Writing for totalscifionline.com, Patrick Holm describes "Part One" as "Overall, a good start" but that "Some odd gaps in logic and excess runarounds make...["Part Two"] not as effective as it could have been." Holm expresses surprise at the lack of references to the "literally world-shaking events" of Doctor Who episode "Journey's End" which precedes this story chronologically and which saw a Dalek invasion of Earth and Sarah Jane, Luke and Mr Smith helping to defeat them and return Earth to its rightful place in space. However, he states Ford's script for "Part One" is "enjoyable" and praises its mixing of "old and new Who mythologies" with its many "other references back to the parent series [Doctor Who]". He also praises Ford for "giving the Sontarans a few new tricks" and notes that the effects in "Part One" indicate that the budget for The Sarah Jane Adventures has been increased. Whilst praising Knight and Langer for being "much more fluid in their movements", Holm does not share Rawson-Jones's appreciation for the emotional scenes in "Part One" regarding Maria's departure and claims they lack "the resonance you might expect." Holm does state, however, that "[t]he scenes regarding Maria’s departure are handled better...[in "Part Two"], even if some of the closing scene platitudes are a little vomit-inducing." He cites as examples of weaknesses in "Part Two"; the ease with which Kaagh is fooled by the children; and the incredible luck Clyde has when Sarah Jane and Luke happen to be on the other side of a locked door in order to let him in thus saving him from Kaagh.
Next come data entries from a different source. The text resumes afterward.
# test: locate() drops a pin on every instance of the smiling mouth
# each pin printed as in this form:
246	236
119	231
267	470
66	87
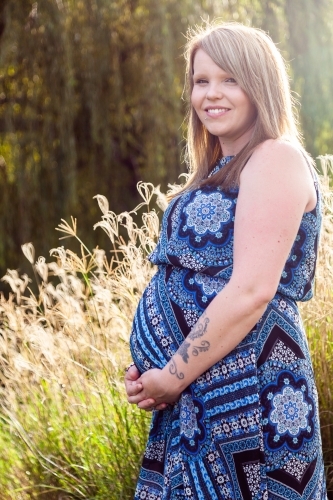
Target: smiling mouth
216	111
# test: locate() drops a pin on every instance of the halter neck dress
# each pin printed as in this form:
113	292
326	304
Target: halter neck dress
247	428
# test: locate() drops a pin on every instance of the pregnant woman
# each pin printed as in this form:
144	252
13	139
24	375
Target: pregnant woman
218	344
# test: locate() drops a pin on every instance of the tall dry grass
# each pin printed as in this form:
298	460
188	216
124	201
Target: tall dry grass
66	429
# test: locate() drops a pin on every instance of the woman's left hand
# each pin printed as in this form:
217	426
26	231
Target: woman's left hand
135	394
156	386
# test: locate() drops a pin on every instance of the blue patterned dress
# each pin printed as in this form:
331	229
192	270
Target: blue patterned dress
248	427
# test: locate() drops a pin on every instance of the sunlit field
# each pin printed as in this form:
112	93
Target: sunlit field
67	431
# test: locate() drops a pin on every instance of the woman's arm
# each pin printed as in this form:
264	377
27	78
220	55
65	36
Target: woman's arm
276	189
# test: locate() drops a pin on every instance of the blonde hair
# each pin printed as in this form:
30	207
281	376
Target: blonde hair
252	58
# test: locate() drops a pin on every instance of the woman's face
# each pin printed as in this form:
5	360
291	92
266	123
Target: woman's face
221	104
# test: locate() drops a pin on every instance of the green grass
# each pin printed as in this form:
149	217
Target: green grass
63	444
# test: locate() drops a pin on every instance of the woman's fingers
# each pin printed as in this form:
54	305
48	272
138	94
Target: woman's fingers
132	387
147	404
161	406
132	373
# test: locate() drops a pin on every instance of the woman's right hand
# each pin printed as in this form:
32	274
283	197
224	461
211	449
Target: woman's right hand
133	389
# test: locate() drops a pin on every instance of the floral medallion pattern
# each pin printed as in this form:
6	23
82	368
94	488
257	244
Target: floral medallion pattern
248	427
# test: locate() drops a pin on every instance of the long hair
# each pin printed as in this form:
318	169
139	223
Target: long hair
252	58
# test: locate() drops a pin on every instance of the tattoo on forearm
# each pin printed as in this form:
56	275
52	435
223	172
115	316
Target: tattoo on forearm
173	370
199	328
183	351
203	347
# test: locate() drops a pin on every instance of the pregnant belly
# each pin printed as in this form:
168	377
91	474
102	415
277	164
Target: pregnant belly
170	305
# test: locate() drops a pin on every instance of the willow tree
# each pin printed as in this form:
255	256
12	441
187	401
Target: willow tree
90	101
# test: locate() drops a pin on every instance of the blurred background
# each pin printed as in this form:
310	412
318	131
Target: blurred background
91	102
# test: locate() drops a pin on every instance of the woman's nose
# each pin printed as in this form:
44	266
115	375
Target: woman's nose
214	92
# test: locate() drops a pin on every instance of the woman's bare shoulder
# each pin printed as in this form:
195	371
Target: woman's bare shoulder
277	157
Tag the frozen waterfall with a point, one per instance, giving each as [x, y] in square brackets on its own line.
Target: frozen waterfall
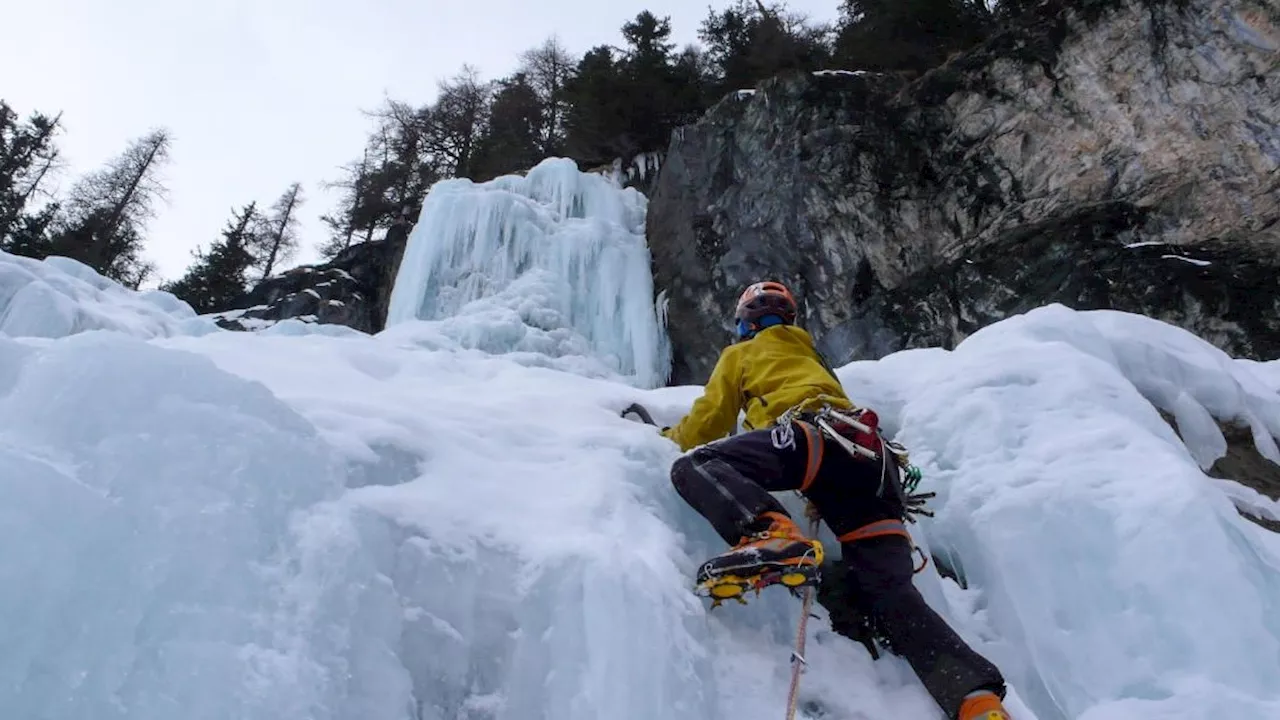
[549, 261]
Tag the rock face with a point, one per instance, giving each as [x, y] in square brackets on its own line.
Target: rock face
[1119, 154]
[352, 290]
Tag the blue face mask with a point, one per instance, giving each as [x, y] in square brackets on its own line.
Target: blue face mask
[746, 331]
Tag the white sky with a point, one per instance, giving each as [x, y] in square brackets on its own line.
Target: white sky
[259, 94]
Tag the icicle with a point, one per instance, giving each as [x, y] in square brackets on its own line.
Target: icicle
[572, 240]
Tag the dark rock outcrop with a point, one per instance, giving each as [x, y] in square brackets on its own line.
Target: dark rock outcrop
[1119, 154]
[351, 290]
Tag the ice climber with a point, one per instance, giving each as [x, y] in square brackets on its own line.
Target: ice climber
[799, 437]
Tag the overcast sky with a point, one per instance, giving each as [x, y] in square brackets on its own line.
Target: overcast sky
[259, 94]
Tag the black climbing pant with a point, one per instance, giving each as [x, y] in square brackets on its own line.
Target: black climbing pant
[728, 482]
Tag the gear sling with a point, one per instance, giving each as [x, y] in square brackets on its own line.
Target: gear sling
[864, 502]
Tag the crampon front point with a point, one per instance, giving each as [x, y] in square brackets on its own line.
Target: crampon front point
[734, 587]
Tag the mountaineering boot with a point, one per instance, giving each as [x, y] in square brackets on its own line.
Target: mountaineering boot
[982, 706]
[777, 554]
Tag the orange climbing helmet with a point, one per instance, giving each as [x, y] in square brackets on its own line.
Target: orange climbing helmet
[759, 304]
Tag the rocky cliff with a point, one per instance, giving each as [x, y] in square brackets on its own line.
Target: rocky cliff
[351, 290]
[1116, 154]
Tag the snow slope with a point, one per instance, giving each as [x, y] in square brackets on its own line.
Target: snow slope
[310, 524]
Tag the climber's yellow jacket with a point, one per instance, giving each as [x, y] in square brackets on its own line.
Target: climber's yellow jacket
[773, 372]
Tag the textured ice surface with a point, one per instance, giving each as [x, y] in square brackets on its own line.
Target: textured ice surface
[548, 261]
[59, 296]
[1114, 578]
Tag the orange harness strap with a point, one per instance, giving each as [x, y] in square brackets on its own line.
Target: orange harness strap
[881, 528]
[876, 529]
[813, 438]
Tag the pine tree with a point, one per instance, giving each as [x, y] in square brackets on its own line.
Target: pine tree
[909, 35]
[106, 212]
[28, 158]
[456, 122]
[595, 126]
[749, 42]
[548, 69]
[513, 139]
[351, 217]
[277, 236]
[219, 276]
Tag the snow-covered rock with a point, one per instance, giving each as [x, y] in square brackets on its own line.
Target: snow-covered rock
[1104, 154]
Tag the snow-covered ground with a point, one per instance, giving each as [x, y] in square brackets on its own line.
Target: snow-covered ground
[429, 524]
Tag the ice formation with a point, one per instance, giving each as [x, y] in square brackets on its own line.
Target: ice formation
[549, 261]
[324, 525]
[60, 296]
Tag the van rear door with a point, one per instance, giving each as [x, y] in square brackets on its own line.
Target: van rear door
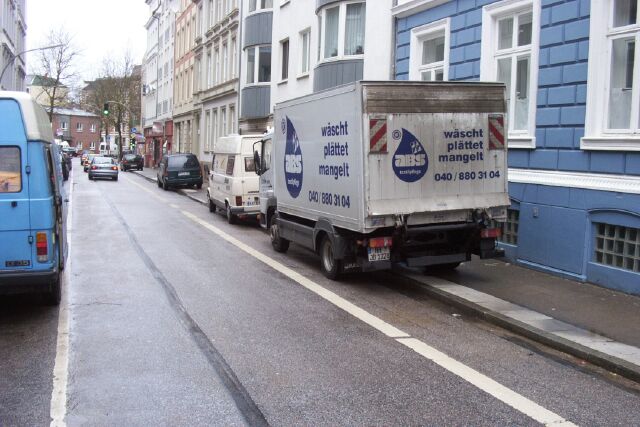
[15, 227]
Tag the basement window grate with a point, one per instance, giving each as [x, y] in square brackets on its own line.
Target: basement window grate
[617, 246]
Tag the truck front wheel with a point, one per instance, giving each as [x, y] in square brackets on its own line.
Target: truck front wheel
[279, 244]
[331, 267]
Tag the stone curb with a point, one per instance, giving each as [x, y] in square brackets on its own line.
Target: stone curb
[598, 358]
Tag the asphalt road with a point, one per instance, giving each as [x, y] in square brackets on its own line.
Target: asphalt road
[177, 318]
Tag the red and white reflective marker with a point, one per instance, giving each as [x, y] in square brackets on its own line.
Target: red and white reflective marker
[496, 132]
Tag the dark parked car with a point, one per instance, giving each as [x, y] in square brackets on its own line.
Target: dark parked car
[179, 170]
[103, 167]
[131, 161]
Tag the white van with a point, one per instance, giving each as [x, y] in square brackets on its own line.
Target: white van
[233, 183]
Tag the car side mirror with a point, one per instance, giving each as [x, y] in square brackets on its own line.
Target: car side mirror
[256, 162]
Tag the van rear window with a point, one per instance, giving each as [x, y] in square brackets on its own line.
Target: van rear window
[10, 170]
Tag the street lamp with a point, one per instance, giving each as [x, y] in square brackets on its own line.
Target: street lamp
[23, 52]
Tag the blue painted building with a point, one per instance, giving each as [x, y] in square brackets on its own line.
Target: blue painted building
[572, 71]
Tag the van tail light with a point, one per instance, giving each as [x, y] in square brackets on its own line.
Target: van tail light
[486, 233]
[42, 246]
[381, 242]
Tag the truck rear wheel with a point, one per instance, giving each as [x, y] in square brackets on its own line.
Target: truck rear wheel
[331, 267]
[279, 244]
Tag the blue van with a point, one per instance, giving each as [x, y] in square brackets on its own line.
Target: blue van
[33, 242]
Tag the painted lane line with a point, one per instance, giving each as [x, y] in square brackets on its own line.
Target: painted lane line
[481, 381]
[486, 384]
[58, 405]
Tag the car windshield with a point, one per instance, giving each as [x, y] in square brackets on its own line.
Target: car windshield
[102, 160]
[186, 161]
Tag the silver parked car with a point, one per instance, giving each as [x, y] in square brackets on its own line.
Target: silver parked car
[103, 167]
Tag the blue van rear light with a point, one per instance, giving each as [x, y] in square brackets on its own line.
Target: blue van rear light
[42, 246]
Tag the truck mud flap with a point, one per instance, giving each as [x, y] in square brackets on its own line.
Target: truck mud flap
[427, 260]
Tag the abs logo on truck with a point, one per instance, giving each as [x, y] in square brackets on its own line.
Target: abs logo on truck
[292, 159]
[410, 161]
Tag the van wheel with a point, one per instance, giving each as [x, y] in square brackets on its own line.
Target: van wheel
[331, 267]
[55, 291]
[231, 218]
[279, 243]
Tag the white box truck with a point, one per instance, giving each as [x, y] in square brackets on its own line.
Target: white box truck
[373, 173]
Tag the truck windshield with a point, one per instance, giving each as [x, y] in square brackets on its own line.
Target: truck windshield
[10, 167]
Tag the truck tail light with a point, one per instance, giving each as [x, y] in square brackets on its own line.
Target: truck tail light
[490, 233]
[496, 132]
[381, 242]
[42, 246]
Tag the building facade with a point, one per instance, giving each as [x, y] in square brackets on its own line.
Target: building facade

He is also critical of the reuse of the threat of "something being brought crashing down to Earth...an overused plot last season" and observes that an "end of season rematch with Kaarg is unsubtly telegraphed". However, he does states that "[t]here are some good moments [in "Part Two"], particularly as Chrissie Jackson gets more character development in one 30-second scene than she had in most of [Series One]".

Holm likens Sarah Jane's gang to Mystery, Inc. from Scooby-Doo and sees Kaagh as "a character somewhere between the sadistic Styre from The Sontaran Experiment and General Staal in "The Sonataran Stratagem"." Both Rawson-Jones and Holm view Kaagh's cloaking abilities as a "homage" to "'80s action classic" Predator (1987).